Populations of the White-rumped Vulture Gyps bengalensis, Indian Vulture Gyps indicus and Slender-billed Vulture Gyps tenuirostris fell rapidly during the mid-1990s in the Indian subcontinent because of the veterinary use of the drug diclofenac in cattle. This drug was found in the tissues of the dead farm animals.
According to the National Geographic, India’s Vulture populations declined in the mid-1990s. Hindu belief prohibits consumption of beef, so cows that die are disposed of outdoors. Vultures died of kidney failure after consuming cows that had been treated with the bovine drug diclofenac. The drug use in cattle was banned in India in 2006.
Dr. Vibhu Prakash, Principal Scientist, Bombay Natural History Society (BNHS) and Programme Head, National Level Vulture Conservation team says – as per an estimate, there were once 40 million birds in India and by 2007, India had lost about 99.9 percent of birds. Only a small population of vulture species remain. Vultures are long-lived and slow to breed. It starts breeding only at the age of 6-year and only 50 percent of them survive. Even if the government ban is fully implemented, it will take several years to revive the vulture population.
The death of an animal becomes the breeding ground for diseases causing microorganisms and fungus.

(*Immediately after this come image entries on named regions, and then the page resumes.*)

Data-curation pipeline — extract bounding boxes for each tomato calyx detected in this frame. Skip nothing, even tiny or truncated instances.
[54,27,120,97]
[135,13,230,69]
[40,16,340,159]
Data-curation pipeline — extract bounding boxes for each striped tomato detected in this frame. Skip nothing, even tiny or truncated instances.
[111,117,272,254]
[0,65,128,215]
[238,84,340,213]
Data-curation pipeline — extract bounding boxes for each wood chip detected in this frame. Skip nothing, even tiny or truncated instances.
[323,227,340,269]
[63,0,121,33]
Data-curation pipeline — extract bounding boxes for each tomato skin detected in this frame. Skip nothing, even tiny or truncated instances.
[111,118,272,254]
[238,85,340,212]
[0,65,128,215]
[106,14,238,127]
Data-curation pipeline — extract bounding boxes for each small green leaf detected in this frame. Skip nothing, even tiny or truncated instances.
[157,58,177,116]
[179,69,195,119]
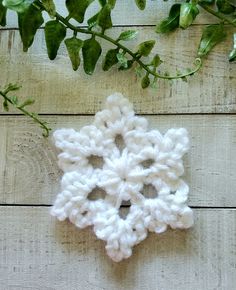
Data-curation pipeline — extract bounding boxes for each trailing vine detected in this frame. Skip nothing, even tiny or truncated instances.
[0,0,202,88]
[0,84,51,137]
[0,0,236,136]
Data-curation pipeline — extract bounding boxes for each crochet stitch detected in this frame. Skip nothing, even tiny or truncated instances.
[51,93,193,262]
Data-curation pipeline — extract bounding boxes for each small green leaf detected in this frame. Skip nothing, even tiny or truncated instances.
[11,96,19,105]
[118,30,138,41]
[65,37,83,71]
[42,0,56,18]
[18,5,44,52]
[151,54,163,67]
[135,66,143,78]
[108,0,116,9]
[179,3,199,29]
[199,0,215,5]
[97,4,112,31]
[198,24,226,56]
[116,52,128,68]
[44,20,66,60]
[82,37,102,75]
[135,0,147,10]
[102,48,119,71]
[216,0,235,14]
[141,75,150,89]
[0,0,7,26]
[66,0,94,23]
[98,0,107,7]
[17,99,35,109]
[3,100,9,112]
[156,3,180,33]
[87,13,99,29]
[119,59,134,70]
[137,40,156,56]
[229,33,236,62]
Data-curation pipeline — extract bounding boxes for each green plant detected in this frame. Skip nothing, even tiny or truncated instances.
[0,0,201,88]
[0,0,236,136]
[0,84,51,137]
[156,0,236,62]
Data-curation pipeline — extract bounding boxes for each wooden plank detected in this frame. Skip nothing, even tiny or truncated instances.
[1,0,218,28]
[0,26,236,114]
[0,115,236,207]
[0,207,236,290]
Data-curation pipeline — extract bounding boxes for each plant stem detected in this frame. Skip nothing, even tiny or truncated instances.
[0,91,51,137]
[198,2,236,27]
[37,1,202,80]
[56,13,202,80]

The vultures feed off the dead animals before any bacteria or fungus could develop, preventing the spread of rabies, anthrax and many other life-threatening diseases.
The feral dog population is increasing in India as they have a lot of food left due to declining vulture population and are resistant to diclofenac. No wonder India has the highest human rabies cases registered in the world.
There is a sign of hope as the previous accelerated decline of White-rumped Vulture has slowed and may have reversed since the ban on veterinary use of diclofenac in India in 2006. The population of Indian Vulture continued to decline, but at a much slower pace as compared to mid-1990s. However, the rarest species of Slender-billed Vulture, with the population of not more than 1000 in India, has a little hope to recover from being extinct, as per the latest research paper published in Cambridge Core.
Although the Indian government has banned diclofenac use in cattle, it is just not enough to protect this magnificent raptor, as there are still other toxic substitutes which are used such as ketoprofen, aceclofenac, carprofen, which are not banned. Indian government must come up with programmes to educate the farmers and encourage them to use the alternative drugs to treat cattle such as meloxicam and subsidize this drug, which is non-toxic to vultures, as it is quite expensive.
Meloxicam is more expensive than diclofenac, but the price is coming down as more pharmaceutical companies begin to manufacture it. These programmes will not only protect vultures from being extinct, but it will significantly help maintain the ecological balance.